I have a giant sequoia about 15 feet from my house that I have cut back to make it a sequoia bush. It is about 10 years old. It is planted over my water system from the main line to my house. My question is Will the roots hurt or break my water pipes going to the house? Should I try to move it?
Wait for others to chime in, but I'll bet the proper thing to do is to remove it and replace it with something more appropriate for the site. Assuming you were planning to top it, see : http://www.treesaregood.com/treecare/topping.aspx
I'll chime in. Anything planted over service connections, lines or components should be shrub size or smaller in my experience. Over the years in my own home & with residential buildings of various type in my professional capacity, I have come to realize that sooner or later all these services will need repair or replacement. For example, many of the municipal water connections made in the 1970's in the lower mainland are needing replacement. If there is a large tree (whether or not it caused the problem itself) in the vicinity, the job goes from an annoying but predictable expense to a much larger project. Don't plant forest trees on small lots, over septic fields, service lines or have your house within about 1/2 the fall-line of the mature specimen. Stick to smaller stuff that won't turn into a major problem down the years. I've been saying this for decades, but remain unsure whether anyone listerns. We nearly all love trees, but everything grows bigger on the West Coast, you know!
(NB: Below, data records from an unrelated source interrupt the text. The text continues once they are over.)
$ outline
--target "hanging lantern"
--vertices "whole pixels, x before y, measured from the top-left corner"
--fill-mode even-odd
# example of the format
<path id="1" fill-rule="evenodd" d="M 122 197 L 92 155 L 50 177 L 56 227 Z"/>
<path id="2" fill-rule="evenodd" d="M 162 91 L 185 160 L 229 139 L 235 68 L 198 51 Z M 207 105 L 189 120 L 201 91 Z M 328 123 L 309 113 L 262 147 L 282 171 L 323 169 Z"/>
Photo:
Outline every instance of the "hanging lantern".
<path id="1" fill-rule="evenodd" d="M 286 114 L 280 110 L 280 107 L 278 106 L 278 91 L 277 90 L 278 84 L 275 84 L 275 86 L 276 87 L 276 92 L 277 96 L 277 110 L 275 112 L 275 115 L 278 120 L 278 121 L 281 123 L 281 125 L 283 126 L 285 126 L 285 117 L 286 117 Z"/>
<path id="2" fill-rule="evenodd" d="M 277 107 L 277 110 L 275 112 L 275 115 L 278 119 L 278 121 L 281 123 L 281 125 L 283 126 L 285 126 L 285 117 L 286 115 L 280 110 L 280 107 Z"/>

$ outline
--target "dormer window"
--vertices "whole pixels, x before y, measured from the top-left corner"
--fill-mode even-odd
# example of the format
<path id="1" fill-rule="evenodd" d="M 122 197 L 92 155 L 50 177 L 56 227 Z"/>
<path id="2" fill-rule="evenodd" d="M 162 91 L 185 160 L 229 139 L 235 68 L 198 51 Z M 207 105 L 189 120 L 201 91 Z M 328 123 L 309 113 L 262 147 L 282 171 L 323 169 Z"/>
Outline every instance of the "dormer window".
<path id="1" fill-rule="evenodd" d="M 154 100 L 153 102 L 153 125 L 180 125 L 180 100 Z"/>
Big trees also make the house look smaller and less impressive. Unless you can manage the illusion of it being a cottage on a larger property. The flip side is imposing houses are not made more approachable by small trees or the absence of trees. It's usually a question of coordination of scale: small trees planted around small houses, big trees around big ones. Big houses (and other dominating buildings) in particular really need some framing by adequately sized trees in order for them not to look like fortresses or prisons etc.